少し前まで、「腰痛予防に腹筋、背筋を鍛えましょう」とよくいわれていました。しかし、腰痛に、部活や体育で習った腹筋運動は効果的ではありません。

当院に来られている方から「テレビで言っていたから腹筋体操をしたらよけい腰が痛くなった。何故ですか?」と聞かれたことがあります。それは、外側の腹筋だけを鍛えた結果です。腹筋でも、外側ではなく内側の筋肉を鍛えていくことが大切なのです。

最近では、色々なメディアで「体幹」、「インナーマッスル」、「コア」ということばを聞くようになりました。これらは内側の筋肉に関係することばです。

では、この体幹・インナーマッスルとは、どのようなものでしょうか?

体幹・インナーマッスルとは

体幹、インナーマッスルとは、簡単に言いますと、身体の幹になる部分で、姿勢を保つために働く「身体を支える筋肉群」のことです。

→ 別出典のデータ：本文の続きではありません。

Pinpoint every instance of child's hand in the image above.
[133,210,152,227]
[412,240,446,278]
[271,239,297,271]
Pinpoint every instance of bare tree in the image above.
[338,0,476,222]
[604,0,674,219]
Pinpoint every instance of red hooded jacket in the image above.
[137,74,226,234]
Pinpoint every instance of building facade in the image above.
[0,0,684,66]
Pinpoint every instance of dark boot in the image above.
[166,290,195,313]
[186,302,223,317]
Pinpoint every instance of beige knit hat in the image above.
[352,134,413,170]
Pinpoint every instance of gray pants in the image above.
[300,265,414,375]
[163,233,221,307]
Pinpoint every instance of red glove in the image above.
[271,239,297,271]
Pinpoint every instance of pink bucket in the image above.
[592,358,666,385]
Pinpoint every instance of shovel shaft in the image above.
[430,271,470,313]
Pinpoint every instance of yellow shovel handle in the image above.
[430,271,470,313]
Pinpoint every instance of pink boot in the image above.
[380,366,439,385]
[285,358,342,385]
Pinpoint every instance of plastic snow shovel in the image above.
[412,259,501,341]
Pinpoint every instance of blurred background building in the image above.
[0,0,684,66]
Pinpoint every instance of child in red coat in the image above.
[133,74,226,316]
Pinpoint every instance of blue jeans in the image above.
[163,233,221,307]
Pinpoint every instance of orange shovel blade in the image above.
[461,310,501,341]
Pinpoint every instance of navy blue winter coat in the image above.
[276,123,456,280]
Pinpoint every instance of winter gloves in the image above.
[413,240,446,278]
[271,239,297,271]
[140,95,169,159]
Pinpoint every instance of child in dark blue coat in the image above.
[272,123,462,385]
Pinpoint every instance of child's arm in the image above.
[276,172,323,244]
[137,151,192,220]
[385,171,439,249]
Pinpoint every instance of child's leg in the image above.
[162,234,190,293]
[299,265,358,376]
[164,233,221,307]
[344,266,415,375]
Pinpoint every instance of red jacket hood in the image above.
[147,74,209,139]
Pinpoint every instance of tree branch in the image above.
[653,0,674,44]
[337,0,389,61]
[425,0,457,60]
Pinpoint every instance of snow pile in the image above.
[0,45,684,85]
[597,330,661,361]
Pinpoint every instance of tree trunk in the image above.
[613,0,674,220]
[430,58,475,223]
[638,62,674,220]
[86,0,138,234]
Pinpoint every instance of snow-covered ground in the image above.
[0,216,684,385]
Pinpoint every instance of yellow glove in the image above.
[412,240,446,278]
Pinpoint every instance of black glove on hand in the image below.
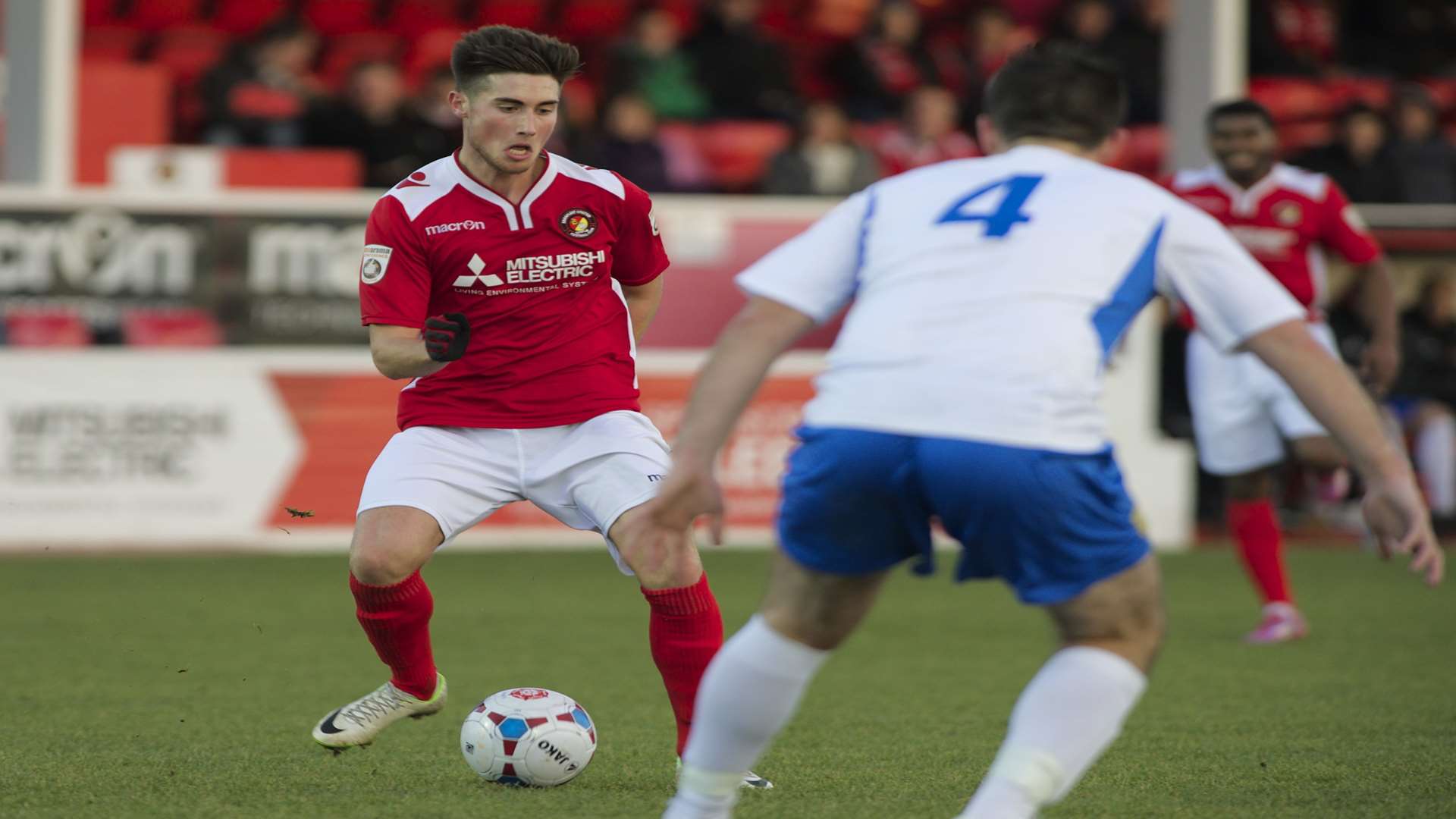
[424,313,470,362]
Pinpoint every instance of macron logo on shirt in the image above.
[454,253,505,287]
[425,218,485,236]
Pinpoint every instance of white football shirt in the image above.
[737,146,1304,452]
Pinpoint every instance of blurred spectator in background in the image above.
[934,6,1037,131]
[1291,102,1405,202]
[606,9,708,120]
[410,65,460,152]
[1389,268,1456,520]
[1392,83,1456,204]
[828,0,940,120]
[309,61,460,188]
[198,19,322,147]
[761,102,880,196]
[1249,0,1339,76]
[578,93,671,193]
[877,86,980,177]
[686,0,798,120]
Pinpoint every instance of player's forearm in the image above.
[1356,259,1401,344]
[673,296,814,463]
[622,275,664,341]
[369,332,447,379]
[1245,321,1410,481]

大きく分けて4つの筋肉でできていて、インナーユニットとも呼ばれています。

  • 横隔膜 : 呼吸するときに動く筋肉です。腹式呼吸をすると大きく動きます。
  • 腹横筋 : 天然コルセット筋と呼ばれ、ぐるりとお腹の側面を覆っています。
  • 多裂筋 : 背骨を支える大事な役目があります。
  • 骨盤底筋群 :骨盤の底にある複数の筋肉群で、腰痛の改善につながる大事な筋肉です。

これらの筋肉が連動して一緒に動くことで背骨を支え、きれいな姿勢を保ちます。それが可能になると、腰痛は起きにくくなります。多分ほとんどの方に横隔膜はなじみがあると思いますが、それ以外の筋肉は、名前も聞いたことがないかもしれません。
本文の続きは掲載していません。